Sen. Brad Hoylman, a Manhattan Democrat, said it is ``unconscionable'' that in one of the wealthiest parts of the world, they struggle to find a safe place to sleep.

Hoylman, Empire State Pride Agenda, the Coalition for Homeless Youth and other advocates gathered outside City Hall in Manhattan on Thursday to advocate for more funding for shelters. Last month, he asked Gov. Andrew Cuomo in a letter to allocate $4.75 million more for them in the governor's budget proposal for the coming year. It wasn't included.

The advocates said funding for youth shelters was cut from $6.3 million in 2008 down to $2.35 million annually the past four years.

Office of Children and Family Services data show 5,000 instances when youths were turned away in 2012 from homeless shelters with no available space.

``This is a moral imperative,'' Hoylman said. ``This investment will help protect the most vulnerable among us from sexual abuse and trafficking, reduce HIV/AIDS transmissions and keep our kids out of the juvenile justice system.''

The Cuomo administration will consider it, spokesman Richard Azzopardi said. Its budget proposal for the year starting April 1 says the state currently spends about $780 million on services for the homeless and proposed investing $220 million over the next several years for New York City rental assistance and other programs for the city's ``growing'' homeless population.

Torreano Santiago, 20, told reporters at City Hall that he's been homeless for a little more than a year, ever since he was kicked out of his aunt's home. He's living at Sylvia's Place now, an emergency shelter in Manhattan.
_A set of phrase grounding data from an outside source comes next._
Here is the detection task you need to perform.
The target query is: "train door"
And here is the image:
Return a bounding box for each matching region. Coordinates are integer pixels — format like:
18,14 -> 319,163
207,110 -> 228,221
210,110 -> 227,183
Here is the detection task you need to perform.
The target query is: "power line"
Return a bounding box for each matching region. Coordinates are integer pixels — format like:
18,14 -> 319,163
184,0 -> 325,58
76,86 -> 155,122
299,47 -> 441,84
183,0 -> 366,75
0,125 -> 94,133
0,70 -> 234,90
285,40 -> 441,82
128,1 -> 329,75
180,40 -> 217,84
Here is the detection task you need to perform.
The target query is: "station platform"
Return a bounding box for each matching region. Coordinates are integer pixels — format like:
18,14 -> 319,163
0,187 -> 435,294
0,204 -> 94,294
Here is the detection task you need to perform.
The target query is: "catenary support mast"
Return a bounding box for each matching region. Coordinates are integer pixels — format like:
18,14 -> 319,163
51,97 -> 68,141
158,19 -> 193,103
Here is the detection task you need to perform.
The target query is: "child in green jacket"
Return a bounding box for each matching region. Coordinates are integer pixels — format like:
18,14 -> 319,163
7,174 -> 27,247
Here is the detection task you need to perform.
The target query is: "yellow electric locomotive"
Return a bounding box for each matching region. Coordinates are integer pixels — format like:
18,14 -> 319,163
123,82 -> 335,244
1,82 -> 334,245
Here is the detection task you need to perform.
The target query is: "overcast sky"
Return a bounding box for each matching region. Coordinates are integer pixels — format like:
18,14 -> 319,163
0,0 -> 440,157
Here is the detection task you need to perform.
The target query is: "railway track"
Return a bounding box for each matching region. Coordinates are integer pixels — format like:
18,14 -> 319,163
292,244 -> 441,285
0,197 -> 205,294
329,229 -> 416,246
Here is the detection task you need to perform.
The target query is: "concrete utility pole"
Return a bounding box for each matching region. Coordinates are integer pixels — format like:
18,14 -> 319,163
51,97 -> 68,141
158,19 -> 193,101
He said that for the first couple of weeks he was homeless, he tried to crash at friends' places and even spent some nights sleeping on subway trains. ``I was scared. I had my book bag on my rear end because you would hear stories about that.''

He would jerk awake every now and then, ``so it would seem like I wasn't sleeping whenever a cop would come,'' Santiago said. ``It was so bad I would cry. At one point, I was thinking about ending it.''

According to Children and Family Services, which oversees and licenses youth shelters, 43 agencies currently operate 105 certified programs with a total bed capacity of 1,096 statewide. In 2013, 26 counties and New York City provided services to 14,143 runaways and homeless youths.